The Edmonds School District Board of Directors at its Tuesday, Nov. 22 meeting received a student presentation and school improvement plan from Martha Lake Elementary School.
During the presentation, students from each grade talked to the board about the school’s new pledge. Martha Lake Elementary Principal Stephanie Kay-Fredrickson said surveys were given to each class regarding what the pledge should be about. From those, staff pieced together the official pledge, which three kindergarteners recited for the board:
“I am a Martha Lake Mustang. We welcome everyone and celebrate our differences. We treat others with kindness and respect. We are brave, so we stand up for what is right. We persist, even when things get hard. We are capable of more than we can imagine. I am me. I belong. I am Mustang Strong.”
One student said she likes the pledge because it encourages uniqueness in its students.
“We want everybody to celebrate being different because no one is the same,” she said. “We want people to be themselves.”
Kay-Fredrickson said the themes school staff wanted to focus on were kindness, mindset and growth. The principal said she’s glad to see the positive effects the pledge seems to be having on the students. Many of the children have been excited to learn it, she said, and are happy to teach the pledge to others when asked about it.
“Thank you to my students for being super brave tonight,” Kay-Fredrickson said. “I’m very proud.”
In other business, the board also received an August and September district budget update. Executive Director of Business and Finance Lydia Sellie said the district had an unassigned fund target balance of 4% but surprisingly exceeded that expectation.
“I am pleased to say that we came in at 5.13%,” Sellie said. “That results in an additional $4 million over what we were expecting in the budget. So that extra $4 million that we’re up over the 4% will help us offset our predicted $9 million [unassigned fund balance] budget for this current year.”
Sellie also notified the board of some other changes. The food service balance portion of the budget was moved from assigned funds to restricted funds as per new accounting rules in the district. Staff have also completed all the special assessments regarding unemployment payments, Sellie said, so that is no longer reflected in the fund balance.

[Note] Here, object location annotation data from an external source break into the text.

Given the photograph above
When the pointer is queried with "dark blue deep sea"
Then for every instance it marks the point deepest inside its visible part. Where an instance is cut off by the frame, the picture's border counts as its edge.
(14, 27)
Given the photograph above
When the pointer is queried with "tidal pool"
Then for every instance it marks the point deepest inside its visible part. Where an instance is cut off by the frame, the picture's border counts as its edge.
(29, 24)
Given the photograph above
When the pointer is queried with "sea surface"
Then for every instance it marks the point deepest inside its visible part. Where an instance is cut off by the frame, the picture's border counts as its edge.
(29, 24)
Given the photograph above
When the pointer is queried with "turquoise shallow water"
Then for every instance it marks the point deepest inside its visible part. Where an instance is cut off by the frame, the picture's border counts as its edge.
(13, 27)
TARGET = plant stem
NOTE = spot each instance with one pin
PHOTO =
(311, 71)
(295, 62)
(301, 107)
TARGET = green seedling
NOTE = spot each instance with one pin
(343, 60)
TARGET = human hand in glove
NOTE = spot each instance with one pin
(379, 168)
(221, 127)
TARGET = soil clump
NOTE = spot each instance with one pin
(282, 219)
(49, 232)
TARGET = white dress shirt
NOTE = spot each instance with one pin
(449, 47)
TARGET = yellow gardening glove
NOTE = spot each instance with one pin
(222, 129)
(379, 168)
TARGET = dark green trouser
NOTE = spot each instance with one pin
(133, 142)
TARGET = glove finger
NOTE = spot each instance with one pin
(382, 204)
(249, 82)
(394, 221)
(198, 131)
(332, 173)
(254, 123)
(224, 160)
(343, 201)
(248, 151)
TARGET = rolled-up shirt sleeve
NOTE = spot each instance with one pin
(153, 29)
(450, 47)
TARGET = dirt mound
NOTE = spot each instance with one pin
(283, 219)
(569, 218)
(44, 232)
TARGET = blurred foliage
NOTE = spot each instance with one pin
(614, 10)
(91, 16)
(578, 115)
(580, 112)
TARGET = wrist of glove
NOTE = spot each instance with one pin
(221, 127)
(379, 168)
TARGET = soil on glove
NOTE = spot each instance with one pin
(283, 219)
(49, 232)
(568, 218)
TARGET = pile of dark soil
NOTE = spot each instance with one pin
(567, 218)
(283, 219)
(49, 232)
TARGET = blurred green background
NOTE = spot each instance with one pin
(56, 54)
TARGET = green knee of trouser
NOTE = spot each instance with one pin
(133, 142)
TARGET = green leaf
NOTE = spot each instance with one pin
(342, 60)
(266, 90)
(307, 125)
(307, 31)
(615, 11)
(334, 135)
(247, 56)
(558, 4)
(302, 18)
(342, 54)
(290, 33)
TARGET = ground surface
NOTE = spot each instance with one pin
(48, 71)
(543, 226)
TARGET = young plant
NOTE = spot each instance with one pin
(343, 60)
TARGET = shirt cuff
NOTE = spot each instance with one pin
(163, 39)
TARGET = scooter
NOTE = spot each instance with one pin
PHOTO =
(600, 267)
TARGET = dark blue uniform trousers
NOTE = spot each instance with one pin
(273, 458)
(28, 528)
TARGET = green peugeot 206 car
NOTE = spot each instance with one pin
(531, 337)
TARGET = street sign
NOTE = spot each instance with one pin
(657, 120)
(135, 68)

The executive director went on to say that the district’s expenditures are starting to look closer to how they did before the COVID-19 pandemic. During the 2021-22 school year, transportation expenditures only accounted for roughly 2% of the district’s expenditures, but this year it’s back up to 4% which is similar to how it was pre-pandemic.
“The [August] fund balance has decreased by just over $1 million, which is markedly improved over what we were budgeting earlier in the year,” Sellie added. “And normally the September [fund balance] is lower than, say, October, because we have a lot of purchases at the beginning of the year to get school started. But this one was a little bit unusually low.”
Sellie said the low fund balance is due to some abnormalities caused by the district’s Elementary and Secondary School Emergency Relief (ESSER) fund claims.
“What happens is we record that claim to August, so September automatically will have a deficit initially,” she said. “Then when the receipts [from that claim] finally come in [later in the month], October’s fund balance right-sizes itself.”
Sellie told the board that the ending fund balance for the month of September will be higher than usual because the district started out with more funds and didn’t overspend its dollars, which should benefit the month of October.